In summary, we demonstrate that alectinib has significant antitumor activity in ALK-positive patients with LM. Moreover, alectinib was active in this cohort despite prior exposure to both crizotinib and ceritinib (the two ALK inhibitors currently approved by the FDA), suggesting that alectinib may have greater CNS activity. Of note, in addition to responses among these patients with LM, we have also observed antitumor activity in brain parenchymal metastases in a patient treated with compassionate-use alectinib after CNS relapses on crizotinib and ceritinib (Figure 3). Additional prospective studies of alectinib in ALK-positive patients with CNS metastases, including LM, are therefore warranted. Indeed, one such study, the ALEX study, is already ongoing. This phase III randomized trial is evaluating first-line crizotinib versus alectinib in treatment-naive, ALK-positive lung cancer patients (NCT02075840). Of note, the ALEX trial permits patients with asymptomatic brain or leptomeningeal metastases to enroll. Moreover, time to CNS progression is a key secondary endpoint of the study, which may in turn provide important prospective data on the CNS antitumor activity of both agents.

Figure 3.

Figure 3

Marked regression in brain parenchymal metastases in a 46 year-old, ALK-positive lung cancer patient treated with alectinib. This patient had previously received both crizotinib and ceritinib, relapsing in the central nervous system after each agent. Axial, T1 post-gadolinium magnetic resonance images A) prior to alectinib and B) on alectinib.

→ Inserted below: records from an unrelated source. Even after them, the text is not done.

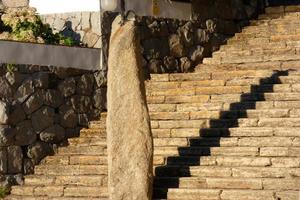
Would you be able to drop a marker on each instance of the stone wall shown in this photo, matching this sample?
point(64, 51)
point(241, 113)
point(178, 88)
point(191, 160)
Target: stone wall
point(84, 27)
point(40, 108)
point(169, 45)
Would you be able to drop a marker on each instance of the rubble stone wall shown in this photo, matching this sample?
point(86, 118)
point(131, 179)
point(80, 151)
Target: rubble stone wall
point(84, 27)
point(168, 45)
point(40, 107)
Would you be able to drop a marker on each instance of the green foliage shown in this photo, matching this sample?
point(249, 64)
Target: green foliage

As is common with targeted therapies in NSCLC, acquired resistance developed in two patients in this series, highlighting the need for additional therapies or therapeutic combinations with activity in the CNS. One approach has been to use still more potent and/or structurally distinct ALK inhibitors. For example, PF-06463922 is a novel ALK inhibitor that was recently developed and rationally designed to minimize P-gp-mediated drug efflux and optimize CNS penetration.25 In preclinical models, this agent has shown anti-tumor activity in the CNS and has demonstrated strong activity against all known ALK resistance mutations identified in patients with crizotinib-resistant disease. Moving forward, clinical trials of novel, brain penetrable targeted therapies may help inform the optimal management of CNS metastases in advanced ALK-positive NSCLC.

Table 1.

Baseline Characteristics of ALK-Positive Patients with Leptomeningeal Metastases

Pt. Age Sex Prior ALK
Inhibitors
Previous Radiation
Therapy
Interval From
Diagnosis to
Development of LM
Concomitant
Brain
Metastases
Neurologic Symptoms
1 56 M Crizotinib, Ceritinib WBRT 23 Months Yes Seizure, confusion, word-finding difficulties
2 50 M Crizotinib, Ceritinib Radiosurgery×2, WBRT 18 Months Yes Headaches, diplopia, slurred speech, nausea, ptosis
3 39 F Crizotinib, Ceritinib WBRT 9 Months No Focal seizures, right-sided weakness, visual hallucinations
4 49 F Crizotinib, Ceritinib None 16 Months Yes Fatigue

Abbreviations: ALK, anaplastic lymphoma kinase; F, female; LM, leptomeningeal metastases; M, male; WBRT, whole brain radiation therapy

Acknowledgements

We would like to thank the members of the Massachusetts General Hospital Cancer Center Protocol Office for their assistance.

Funding: This work was supported by grants from the U.S. National Institutes of Health 5R01CA164273 and C06CA059267. F Hoffmann La-Roche supplied alectinib on a compassionate use basis.

Footnotes

Disclosures: JFG has served as a paid consultant to Boehringer Ingelheim, Jounce Therapeutics and Kyowa Hakko Kirin. ATS has served as a paid consultant for Pfizer, Novartis, Genentech, Roche, Ariad, Chugai, Ignyta, and Daiichi-Sankyo.